- Born: 1 August 1976 (age 50) Leeds, West Yorkshire, England
- Occupation: Actress
- Television: Doctors

= Elizabeth Bower =

English actress

Elizabeth Bower (born 1 August 1976) is an English actress, known for her role as Melody Bell in the BBC soap opera Doctors from 2007 to 2009. Following her exit from the series, Bower has starred in various projects including Trollied, Secret Life of Boys, Brave Bunnies, Princess Mirror-Belle and Three Little Birds.

==Life and career==
Bower was born in Leeds, West Yorkshire, on 1 August 1976. Educated in Solihull, Bower attended Langley School, before undertaking A Levels in theatre studies, biology and geography at Solihull Sixth Form College. After graduating from the University of Warwick with a Bachelor of Arts in theatre studies and performing arts, Bower gained her post graduate diploma in Acting and Musical Theatre from the Mountview Academy of Theatre Arts. After an initial period solely on stage, Bower took a supporting cast role in The Ralf Little Show in 2002 and occasional turns presenting Five kids slot Milkshake!. She then starred in Channel 4's comedy sketch show Spoons and took a guest lead role in the crime drama series Silent Witness as DCI Helen Radley.

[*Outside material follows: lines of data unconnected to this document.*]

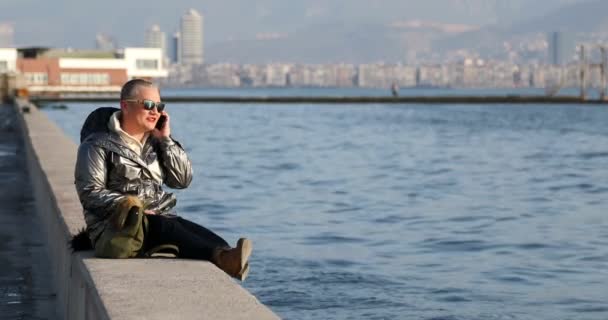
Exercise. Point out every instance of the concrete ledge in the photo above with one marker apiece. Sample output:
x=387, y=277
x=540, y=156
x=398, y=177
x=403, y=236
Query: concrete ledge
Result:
x=92, y=288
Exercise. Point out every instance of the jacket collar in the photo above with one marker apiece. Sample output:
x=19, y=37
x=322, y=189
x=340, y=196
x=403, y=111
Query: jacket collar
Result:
x=111, y=141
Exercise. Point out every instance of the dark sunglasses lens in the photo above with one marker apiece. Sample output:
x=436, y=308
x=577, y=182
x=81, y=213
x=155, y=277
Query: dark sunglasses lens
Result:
x=148, y=104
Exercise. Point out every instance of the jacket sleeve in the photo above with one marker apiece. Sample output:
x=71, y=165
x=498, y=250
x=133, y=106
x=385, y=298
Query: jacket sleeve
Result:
x=177, y=168
x=90, y=175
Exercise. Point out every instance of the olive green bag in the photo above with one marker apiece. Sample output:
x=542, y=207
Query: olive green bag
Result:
x=125, y=231
x=123, y=236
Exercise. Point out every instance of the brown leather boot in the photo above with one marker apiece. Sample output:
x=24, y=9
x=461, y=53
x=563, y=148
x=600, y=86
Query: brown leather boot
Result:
x=234, y=260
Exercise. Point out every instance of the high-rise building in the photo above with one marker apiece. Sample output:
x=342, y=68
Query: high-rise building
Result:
x=155, y=38
x=6, y=35
x=191, y=44
x=175, y=52
x=562, y=48
x=104, y=42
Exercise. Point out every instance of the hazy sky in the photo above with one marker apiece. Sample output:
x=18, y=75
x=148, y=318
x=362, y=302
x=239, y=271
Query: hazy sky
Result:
x=63, y=23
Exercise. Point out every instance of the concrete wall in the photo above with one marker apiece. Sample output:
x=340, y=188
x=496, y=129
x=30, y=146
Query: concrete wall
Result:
x=92, y=288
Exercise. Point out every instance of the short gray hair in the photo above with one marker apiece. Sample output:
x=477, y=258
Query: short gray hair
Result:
x=131, y=88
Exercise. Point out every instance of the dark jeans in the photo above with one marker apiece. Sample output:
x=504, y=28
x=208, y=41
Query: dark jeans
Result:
x=194, y=241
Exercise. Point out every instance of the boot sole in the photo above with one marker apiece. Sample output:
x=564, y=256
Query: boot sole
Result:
x=245, y=246
x=244, y=273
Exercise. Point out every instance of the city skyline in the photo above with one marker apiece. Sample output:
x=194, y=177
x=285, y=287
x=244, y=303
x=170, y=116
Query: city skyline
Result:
x=320, y=31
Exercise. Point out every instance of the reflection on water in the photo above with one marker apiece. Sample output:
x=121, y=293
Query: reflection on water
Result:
x=424, y=212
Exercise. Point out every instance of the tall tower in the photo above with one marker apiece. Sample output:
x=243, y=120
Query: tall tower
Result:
x=105, y=42
x=191, y=38
x=6, y=35
x=175, y=50
x=561, y=47
x=155, y=38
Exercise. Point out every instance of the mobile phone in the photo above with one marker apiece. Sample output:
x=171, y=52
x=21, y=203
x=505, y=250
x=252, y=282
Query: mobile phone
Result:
x=161, y=122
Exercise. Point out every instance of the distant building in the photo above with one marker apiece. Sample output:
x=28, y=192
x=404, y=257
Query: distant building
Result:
x=6, y=35
x=104, y=42
x=8, y=60
x=562, y=47
x=48, y=70
x=155, y=38
x=191, y=38
x=175, y=50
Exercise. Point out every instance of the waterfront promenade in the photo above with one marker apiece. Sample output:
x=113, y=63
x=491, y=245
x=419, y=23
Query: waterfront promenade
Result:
x=26, y=290
x=90, y=288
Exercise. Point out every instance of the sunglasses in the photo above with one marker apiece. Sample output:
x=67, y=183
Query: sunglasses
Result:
x=149, y=104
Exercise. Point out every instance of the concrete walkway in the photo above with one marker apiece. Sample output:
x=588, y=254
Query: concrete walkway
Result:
x=25, y=278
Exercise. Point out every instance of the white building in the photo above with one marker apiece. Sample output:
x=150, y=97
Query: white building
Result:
x=155, y=38
x=191, y=41
x=6, y=35
x=144, y=63
x=8, y=60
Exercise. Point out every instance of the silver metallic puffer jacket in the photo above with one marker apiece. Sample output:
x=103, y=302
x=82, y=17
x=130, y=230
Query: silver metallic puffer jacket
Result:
x=107, y=170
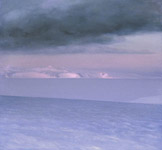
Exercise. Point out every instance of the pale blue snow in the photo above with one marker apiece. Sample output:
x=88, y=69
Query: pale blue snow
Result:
x=60, y=124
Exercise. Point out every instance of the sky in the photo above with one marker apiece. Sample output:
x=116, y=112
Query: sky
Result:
x=81, y=39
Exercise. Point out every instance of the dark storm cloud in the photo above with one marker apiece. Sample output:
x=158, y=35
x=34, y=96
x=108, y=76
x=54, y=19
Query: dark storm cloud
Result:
x=28, y=26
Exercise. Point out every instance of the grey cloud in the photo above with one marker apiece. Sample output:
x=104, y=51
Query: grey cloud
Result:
x=27, y=26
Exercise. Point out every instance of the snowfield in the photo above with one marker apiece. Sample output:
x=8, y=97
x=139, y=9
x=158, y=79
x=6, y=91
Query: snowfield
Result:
x=61, y=124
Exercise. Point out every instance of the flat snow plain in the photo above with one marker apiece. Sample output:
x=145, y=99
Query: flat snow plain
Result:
x=64, y=124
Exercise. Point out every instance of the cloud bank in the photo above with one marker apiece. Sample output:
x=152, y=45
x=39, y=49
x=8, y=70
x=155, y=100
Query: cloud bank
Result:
x=27, y=26
x=49, y=72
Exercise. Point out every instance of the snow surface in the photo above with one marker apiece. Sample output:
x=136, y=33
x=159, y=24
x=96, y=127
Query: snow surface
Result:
x=142, y=91
x=60, y=124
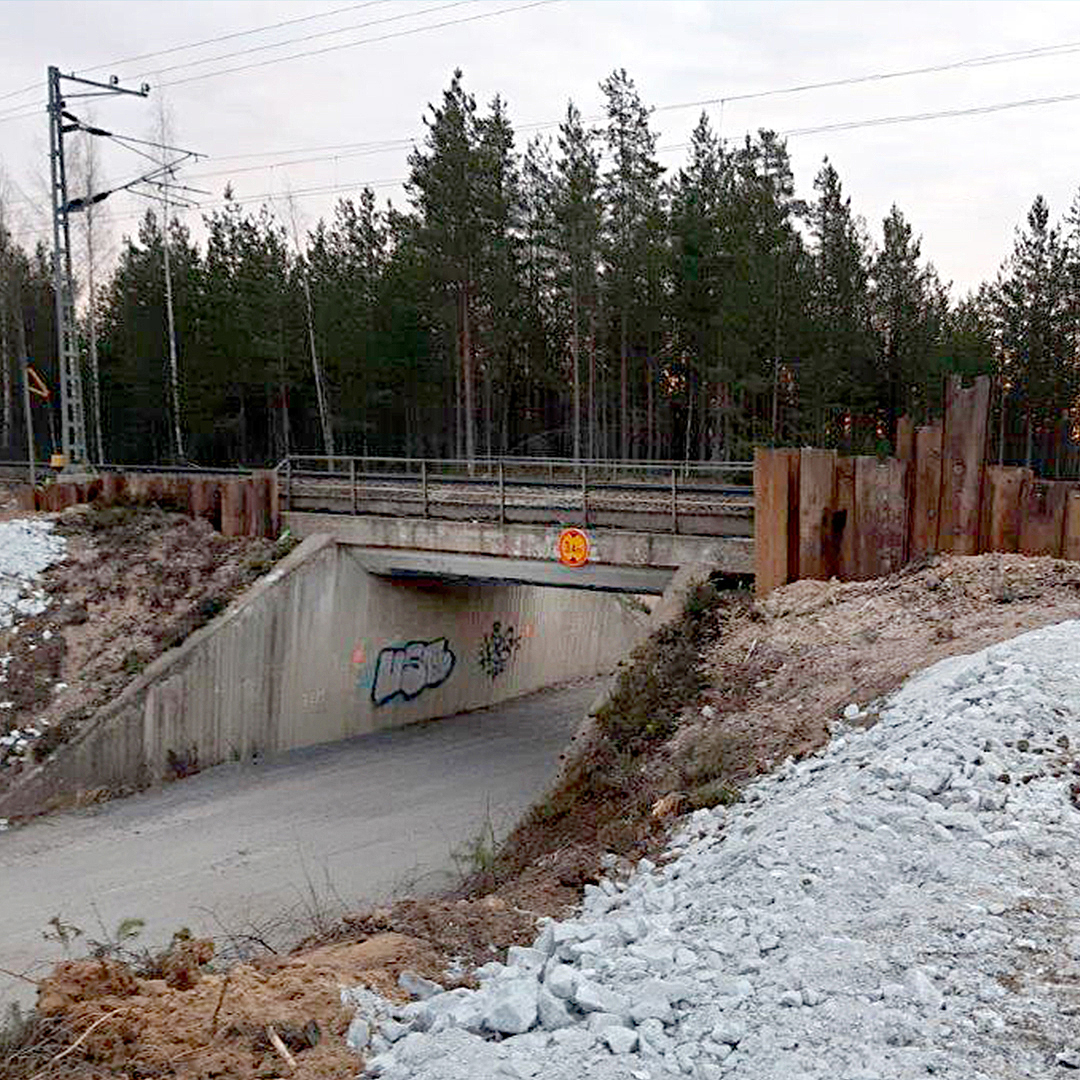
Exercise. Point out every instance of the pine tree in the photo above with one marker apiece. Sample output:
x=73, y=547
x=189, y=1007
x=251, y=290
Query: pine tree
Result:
x=633, y=252
x=1038, y=360
x=443, y=189
x=839, y=383
x=578, y=215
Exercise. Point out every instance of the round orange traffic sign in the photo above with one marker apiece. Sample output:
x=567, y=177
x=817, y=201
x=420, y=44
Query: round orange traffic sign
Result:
x=572, y=548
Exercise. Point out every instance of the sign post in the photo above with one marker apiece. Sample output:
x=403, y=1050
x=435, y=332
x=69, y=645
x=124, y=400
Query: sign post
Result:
x=572, y=548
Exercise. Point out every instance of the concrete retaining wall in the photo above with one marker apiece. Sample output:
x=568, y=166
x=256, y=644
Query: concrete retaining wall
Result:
x=320, y=650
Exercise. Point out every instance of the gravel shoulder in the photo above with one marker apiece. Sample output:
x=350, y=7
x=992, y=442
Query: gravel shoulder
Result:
x=733, y=692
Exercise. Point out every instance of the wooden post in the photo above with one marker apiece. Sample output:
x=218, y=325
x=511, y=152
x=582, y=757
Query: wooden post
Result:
x=1042, y=516
x=905, y=439
x=205, y=499
x=261, y=522
x=773, y=518
x=818, y=554
x=1001, y=508
x=927, y=491
x=232, y=508
x=112, y=488
x=274, y=503
x=963, y=453
x=880, y=515
x=1071, y=548
x=844, y=520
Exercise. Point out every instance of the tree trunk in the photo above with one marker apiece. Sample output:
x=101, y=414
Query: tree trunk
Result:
x=5, y=389
x=624, y=387
x=487, y=408
x=459, y=428
x=467, y=375
x=576, y=360
x=650, y=419
x=592, y=385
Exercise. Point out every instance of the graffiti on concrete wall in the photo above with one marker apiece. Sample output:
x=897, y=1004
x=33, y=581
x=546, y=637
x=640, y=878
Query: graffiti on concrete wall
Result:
x=497, y=649
x=406, y=671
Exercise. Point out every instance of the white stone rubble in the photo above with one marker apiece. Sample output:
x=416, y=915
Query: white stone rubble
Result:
x=903, y=905
x=26, y=549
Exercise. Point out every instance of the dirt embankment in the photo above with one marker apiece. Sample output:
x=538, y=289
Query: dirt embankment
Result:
x=725, y=692
x=135, y=582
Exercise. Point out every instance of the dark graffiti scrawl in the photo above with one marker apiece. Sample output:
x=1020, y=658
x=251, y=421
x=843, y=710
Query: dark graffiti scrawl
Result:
x=497, y=649
x=406, y=671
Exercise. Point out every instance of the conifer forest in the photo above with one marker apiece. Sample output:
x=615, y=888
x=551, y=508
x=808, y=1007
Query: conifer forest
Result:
x=561, y=295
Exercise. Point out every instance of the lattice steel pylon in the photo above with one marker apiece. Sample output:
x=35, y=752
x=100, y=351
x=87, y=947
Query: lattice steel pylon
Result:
x=61, y=122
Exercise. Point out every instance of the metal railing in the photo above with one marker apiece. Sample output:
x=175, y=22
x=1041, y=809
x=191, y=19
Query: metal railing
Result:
x=499, y=486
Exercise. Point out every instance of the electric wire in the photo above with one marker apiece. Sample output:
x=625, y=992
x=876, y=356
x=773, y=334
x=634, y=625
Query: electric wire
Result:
x=413, y=13
x=364, y=41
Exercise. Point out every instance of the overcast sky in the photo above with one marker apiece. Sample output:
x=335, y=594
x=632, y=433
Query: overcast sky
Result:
x=964, y=183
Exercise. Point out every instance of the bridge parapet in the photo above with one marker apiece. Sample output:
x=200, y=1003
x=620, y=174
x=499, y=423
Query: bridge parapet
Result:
x=619, y=559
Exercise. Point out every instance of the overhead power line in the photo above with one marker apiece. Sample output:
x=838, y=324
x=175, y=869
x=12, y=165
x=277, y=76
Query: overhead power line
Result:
x=206, y=41
x=413, y=13
x=237, y=34
x=364, y=41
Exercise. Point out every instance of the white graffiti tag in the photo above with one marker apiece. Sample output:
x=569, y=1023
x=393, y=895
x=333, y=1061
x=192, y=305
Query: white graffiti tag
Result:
x=406, y=671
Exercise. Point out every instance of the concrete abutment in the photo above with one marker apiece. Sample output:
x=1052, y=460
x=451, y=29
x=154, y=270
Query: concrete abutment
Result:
x=319, y=650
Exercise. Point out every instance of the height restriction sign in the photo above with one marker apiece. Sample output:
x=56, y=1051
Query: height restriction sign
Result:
x=572, y=548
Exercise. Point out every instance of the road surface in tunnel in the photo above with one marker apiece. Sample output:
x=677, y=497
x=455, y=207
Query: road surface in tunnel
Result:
x=265, y=848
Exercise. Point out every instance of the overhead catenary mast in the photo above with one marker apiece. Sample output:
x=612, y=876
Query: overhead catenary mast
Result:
x=61, y=123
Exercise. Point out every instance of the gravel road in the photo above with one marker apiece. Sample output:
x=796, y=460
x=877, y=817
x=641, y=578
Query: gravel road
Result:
x=904, y=904
x=269, y=848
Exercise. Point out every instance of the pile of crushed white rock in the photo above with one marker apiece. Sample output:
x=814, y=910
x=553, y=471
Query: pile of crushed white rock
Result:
x=27, y=548
x=903, y=905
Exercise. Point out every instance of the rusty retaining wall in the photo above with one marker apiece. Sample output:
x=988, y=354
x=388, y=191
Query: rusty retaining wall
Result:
x=320, y=650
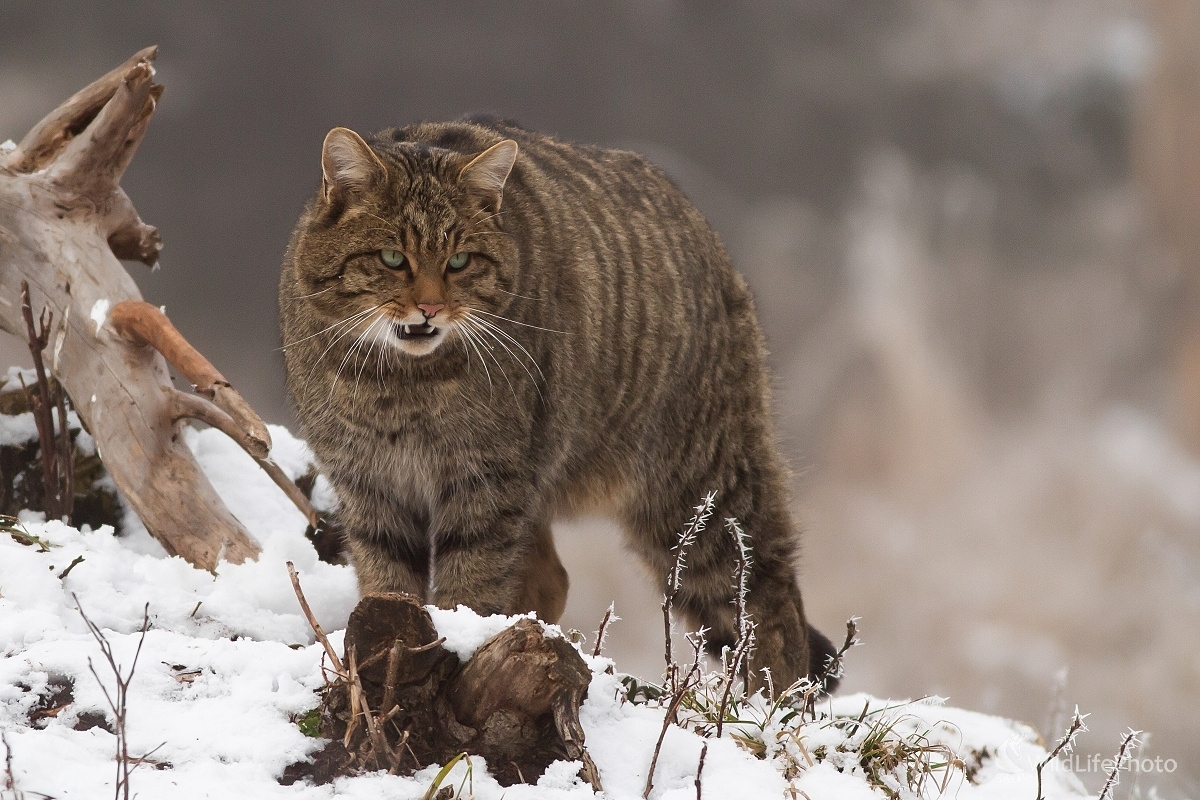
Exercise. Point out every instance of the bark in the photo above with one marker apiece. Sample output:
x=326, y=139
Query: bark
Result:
x=405, y=702
x=64, y=224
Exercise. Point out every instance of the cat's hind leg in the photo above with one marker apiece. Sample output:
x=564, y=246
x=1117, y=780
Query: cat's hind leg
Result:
x=390, y=564
x=545, y=584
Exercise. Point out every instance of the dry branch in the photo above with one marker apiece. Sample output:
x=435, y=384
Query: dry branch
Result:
x=64, y=224
x=405, y=702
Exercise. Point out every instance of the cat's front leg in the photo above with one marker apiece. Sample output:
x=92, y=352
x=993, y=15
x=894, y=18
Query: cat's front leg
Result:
x=481, y=545
x=389, y=552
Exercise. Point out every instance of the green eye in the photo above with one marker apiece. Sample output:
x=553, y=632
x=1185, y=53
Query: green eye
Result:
x=391, y=258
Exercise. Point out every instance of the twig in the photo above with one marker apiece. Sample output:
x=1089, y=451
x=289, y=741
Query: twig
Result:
x=73, y=564
x=1128, y=744
x=389, y=684
x=609, y=617
x=9, y=782
x=697, y=643
x=742, y=588
x=833, y=667
x=42, y=416
x=125, y=765
x=312, y=620
x=379, y=749
x=675, y=581
x=65, y=459
x=1063, y=746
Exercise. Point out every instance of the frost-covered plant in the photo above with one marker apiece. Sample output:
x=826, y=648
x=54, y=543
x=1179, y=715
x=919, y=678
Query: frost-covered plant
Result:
x=892, y=750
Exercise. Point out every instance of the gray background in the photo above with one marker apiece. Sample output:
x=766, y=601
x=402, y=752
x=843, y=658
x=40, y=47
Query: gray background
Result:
x=969, y=312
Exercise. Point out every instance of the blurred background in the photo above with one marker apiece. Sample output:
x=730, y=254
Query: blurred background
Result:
x=971, y=228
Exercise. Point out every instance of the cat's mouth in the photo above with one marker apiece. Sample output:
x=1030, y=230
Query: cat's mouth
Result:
x=423, y=331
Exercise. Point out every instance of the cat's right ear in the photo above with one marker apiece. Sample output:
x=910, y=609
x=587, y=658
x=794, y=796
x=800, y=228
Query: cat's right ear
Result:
x=485, y=175
x=348, y=166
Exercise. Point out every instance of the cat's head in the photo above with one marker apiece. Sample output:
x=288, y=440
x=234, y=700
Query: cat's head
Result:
x=406, y=240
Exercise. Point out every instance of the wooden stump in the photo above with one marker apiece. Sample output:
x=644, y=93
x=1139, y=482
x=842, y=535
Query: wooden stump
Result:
x=65, y=224
x=406, y=702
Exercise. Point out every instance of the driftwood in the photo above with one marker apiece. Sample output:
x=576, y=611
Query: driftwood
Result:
x=401, y=702
x=64, y=224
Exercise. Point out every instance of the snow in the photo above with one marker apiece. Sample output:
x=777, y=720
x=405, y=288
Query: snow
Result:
x=229, y=663
x=99, y=313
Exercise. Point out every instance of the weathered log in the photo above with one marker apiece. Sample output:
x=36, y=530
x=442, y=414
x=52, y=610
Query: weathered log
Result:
x=64, y=224
x=406, y=702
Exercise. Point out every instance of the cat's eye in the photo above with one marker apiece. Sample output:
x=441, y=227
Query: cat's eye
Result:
x=391, y=258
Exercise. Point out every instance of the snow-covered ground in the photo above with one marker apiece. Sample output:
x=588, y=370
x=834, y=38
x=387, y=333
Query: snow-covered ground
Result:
x=229, y=665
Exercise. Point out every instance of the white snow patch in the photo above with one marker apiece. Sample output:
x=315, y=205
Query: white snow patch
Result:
x=100, y=313
x=229, y=663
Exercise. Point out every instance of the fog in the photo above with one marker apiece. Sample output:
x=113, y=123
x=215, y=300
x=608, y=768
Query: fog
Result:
x=958, y=222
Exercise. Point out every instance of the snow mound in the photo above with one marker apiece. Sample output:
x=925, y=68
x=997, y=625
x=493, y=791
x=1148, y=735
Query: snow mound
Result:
x=228, y=668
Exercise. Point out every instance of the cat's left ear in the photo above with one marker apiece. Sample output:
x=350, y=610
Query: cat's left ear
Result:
x=485, y=175
x=348, y=164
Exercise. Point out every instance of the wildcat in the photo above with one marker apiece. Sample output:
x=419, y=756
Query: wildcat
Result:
x=486, y=329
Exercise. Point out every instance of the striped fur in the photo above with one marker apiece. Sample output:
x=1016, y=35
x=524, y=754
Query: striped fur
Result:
x=623, y=372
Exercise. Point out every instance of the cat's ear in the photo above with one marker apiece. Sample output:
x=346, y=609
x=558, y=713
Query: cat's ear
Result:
x=485, y=175
x=348, y=164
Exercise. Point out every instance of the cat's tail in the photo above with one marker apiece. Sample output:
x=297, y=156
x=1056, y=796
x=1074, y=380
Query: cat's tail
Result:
x=821, y=656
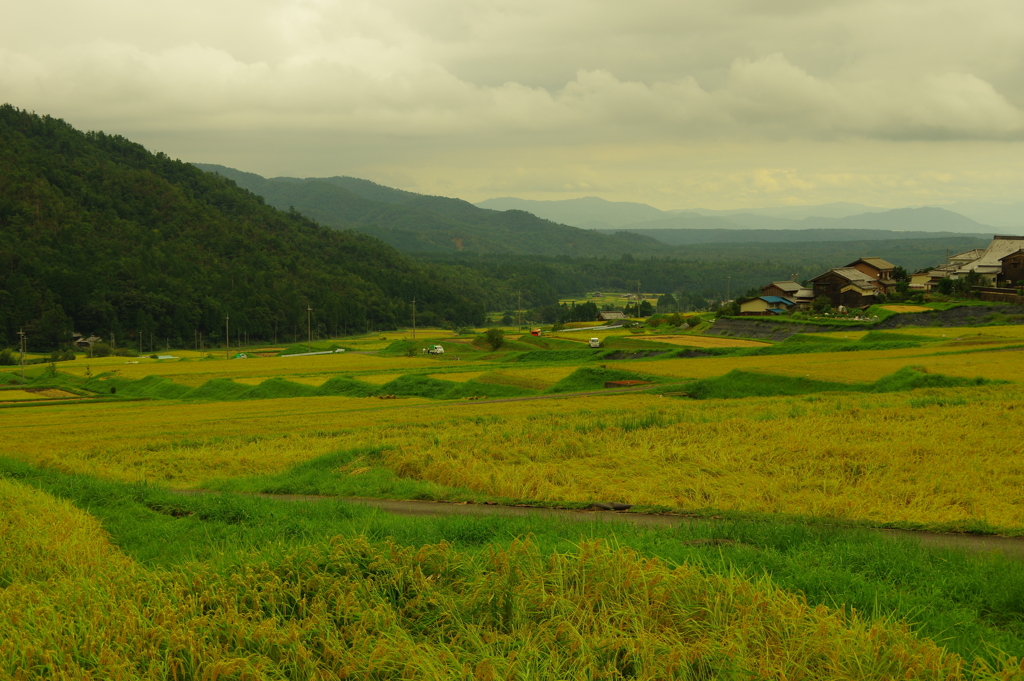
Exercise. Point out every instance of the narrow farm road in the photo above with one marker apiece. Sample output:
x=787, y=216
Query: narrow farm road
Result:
x=1012, y=547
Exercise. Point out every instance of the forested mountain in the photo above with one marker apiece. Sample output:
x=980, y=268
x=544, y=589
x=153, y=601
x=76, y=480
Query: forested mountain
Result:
x=99, y=236
x=417, y=223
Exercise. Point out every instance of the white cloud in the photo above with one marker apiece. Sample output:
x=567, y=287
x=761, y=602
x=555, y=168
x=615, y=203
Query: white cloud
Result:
x=468, y=78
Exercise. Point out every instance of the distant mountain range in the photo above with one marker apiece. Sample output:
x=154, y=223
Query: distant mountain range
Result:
x=418, y=223
x=596, y=213
x=437, y=226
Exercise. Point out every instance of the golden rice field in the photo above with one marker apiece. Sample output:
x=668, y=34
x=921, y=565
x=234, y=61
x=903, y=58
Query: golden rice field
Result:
x=866, y=457
x=706, y=341
x=75, y=607
x=932, y=457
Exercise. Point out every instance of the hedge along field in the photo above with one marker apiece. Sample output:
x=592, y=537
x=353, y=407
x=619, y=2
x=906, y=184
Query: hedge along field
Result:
x=77, y=608
x=850, y=367
x=884, y=458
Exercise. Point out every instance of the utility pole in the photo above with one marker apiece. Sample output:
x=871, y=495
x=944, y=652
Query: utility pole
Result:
x=22, y=334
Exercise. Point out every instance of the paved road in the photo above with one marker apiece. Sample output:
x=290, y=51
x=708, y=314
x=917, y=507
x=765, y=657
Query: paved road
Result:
x=1012, y=547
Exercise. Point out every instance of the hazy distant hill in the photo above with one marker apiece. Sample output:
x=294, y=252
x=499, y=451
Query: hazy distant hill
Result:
x=1005, y=216
x=691, y=237
x=837, y=210
x=589, y=212
x=417, y=223
x=599, y=214
x=902, y=219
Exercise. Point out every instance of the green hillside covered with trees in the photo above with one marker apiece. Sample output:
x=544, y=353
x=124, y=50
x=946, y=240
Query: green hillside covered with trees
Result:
x=99, y=236
x=418, y=223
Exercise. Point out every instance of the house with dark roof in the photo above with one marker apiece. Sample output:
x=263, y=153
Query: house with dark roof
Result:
x=847, y=286
x=989, y=265
x=791, y=291
x=1013, y=268
x=877, y=268
x=766, y=305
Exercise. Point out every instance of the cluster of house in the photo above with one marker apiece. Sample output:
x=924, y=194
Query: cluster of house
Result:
x=999, y=264
x=855, y=285
x=860, y=283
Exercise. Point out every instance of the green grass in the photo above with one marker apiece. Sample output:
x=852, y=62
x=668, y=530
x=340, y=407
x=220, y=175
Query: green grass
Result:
x=972, y=604
x=333, y=475
x=737, y=384
x=593, y=378
x=340, y=385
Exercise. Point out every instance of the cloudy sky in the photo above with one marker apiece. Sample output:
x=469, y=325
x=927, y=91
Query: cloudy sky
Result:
x=679, y=103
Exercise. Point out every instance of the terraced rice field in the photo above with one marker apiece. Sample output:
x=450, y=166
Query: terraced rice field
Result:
x=705, y=341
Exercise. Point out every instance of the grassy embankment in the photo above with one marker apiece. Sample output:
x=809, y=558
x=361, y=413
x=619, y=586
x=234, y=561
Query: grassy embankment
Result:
x=227, y=585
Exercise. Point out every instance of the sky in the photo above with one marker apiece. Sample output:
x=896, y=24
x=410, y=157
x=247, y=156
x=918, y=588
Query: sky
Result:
x=677, y=103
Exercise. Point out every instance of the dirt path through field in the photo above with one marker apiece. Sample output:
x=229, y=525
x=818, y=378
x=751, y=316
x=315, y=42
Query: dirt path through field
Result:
x=1012, y=547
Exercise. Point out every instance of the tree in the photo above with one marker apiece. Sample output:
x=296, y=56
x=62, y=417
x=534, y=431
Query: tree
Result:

After starring in the television adaptation of the children's book drama series The New Worst Witch, Bower won the Edinburgh Fringe Report award for Best Actress: TV Drama and Comedy 2006. Regarding her win, it was written: "The award reflects Elizabeth Bower's outstanding performances in the core cast of Spoons for Channel 4, as Miss Widget in The New Worst Witch for Granada, as Detective Chief Inspector Helen Radley in Silent Witness, and in The Flat for the BBC. It also reflects her gifted theatre acting including NewsRevue in London and Edinburgh and the relationship drama Playing." In 2007, Bower was cast as GP registrar Melody Bell on the BBC medical soap opera Doctors, who arrives in the series as a "scatty, very vocal and highly strung" doctor in training who has a lot of maturing to do. She departed from the series in 2009.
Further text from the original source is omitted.